Ci aspetta un autunno che, nonostante i drastici cambiamenti climatici, si annuncia freddo non solo per l’uso più oculato che dovremmo – finalmente – fare di gas e più in generale delle fonti energetiche, ma perché abbiamo alle porte una recessione pronta a mordere.
A farne la spesa purtroppo saranno soprattutto i ceti meno abbienti ma anche quella classe media e medio alta (i cosiddetti affluent) che detiene grande parte degli oltre mille settecento miliardi di Euro in liquidità parcheggiata sui conti correnti.
Vi è un altro fenomeno che si acuisce nei momenti di recessione ed è l’abbassamento del livello di fiducia verso le banche nel loro complesso.
La spiegazione di questo fenomeno trova la sua ragione nel ciclo innescato dall’inflazione per fronteggiare la quale quasi sempre le banche centrali alzano i tassi come successo il 7 settembre scorso con l’aumento dei tassi dello 0,75% e l’annuncio di ulteriori aumenti.
Le banche ringraziano, almeno nel breve termine, perché nel medio la recessione che ne consegue e l’aumento del costo del denaro, aumenta la percentuale dei possibili dinieghi di finanziamento a imprese e famiglie bisognose di credito: e questo esporrà le banche a un’ulteriore crisi di fiducia.
Tutto questo premesso, è evidente come, in questo contesto, il lavoro dei consulenti finanziari e in generale dei professionisti della gestione del risparmio si fa ogni giorno sempre più complesso.

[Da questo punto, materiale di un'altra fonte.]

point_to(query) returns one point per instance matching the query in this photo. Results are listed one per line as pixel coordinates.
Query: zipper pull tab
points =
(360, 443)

A dimostrazione di questo ci sono in numeri sia di Assogestioni che di ASSORETI che confermano un settore, sano e in crescita, ma con evidenti segnali di rallentamento nei ritmi di crescita.
Gli addetti ai lavori sanno benissimo che questo sarebbe il momento di investire sui mercati finanziari che scontano la situazione geopolitica, l’aumento delle materie prime e il ridimensionamento delle big tech, ma è noto, come la teoria si scontri quasi sempre con la pratica.
A ciò si aggiunga che buona parte del 25% degli italiani che ha investito i propri risparmi si trova con perdite potenziali sui propri investimenti molto spesso a doppia cifra: dunque già fare tenere a costoro le posizioni senza farli scappare dai mercati è impresa improba.
Vi è infine un tema di capacità degli asset manager di creare valore non solo per sé ma anche per i lori clienti finali i cosiddetti end investor.
L’avvento degli ETF e degli investimenti passivi caratterizzati da costi più bassi e spesso da performance superiori a molte gestioni attive la dice lunga su cosa ci aspetterà in un futuro: sopravviveranno pochi gestori capaci, gli altri saranno sostituiti da un algoritmo.
C’è ancora qualcuno che si ostina a non capire perché gli italiani tengano i propri risparmi sui conti correnti?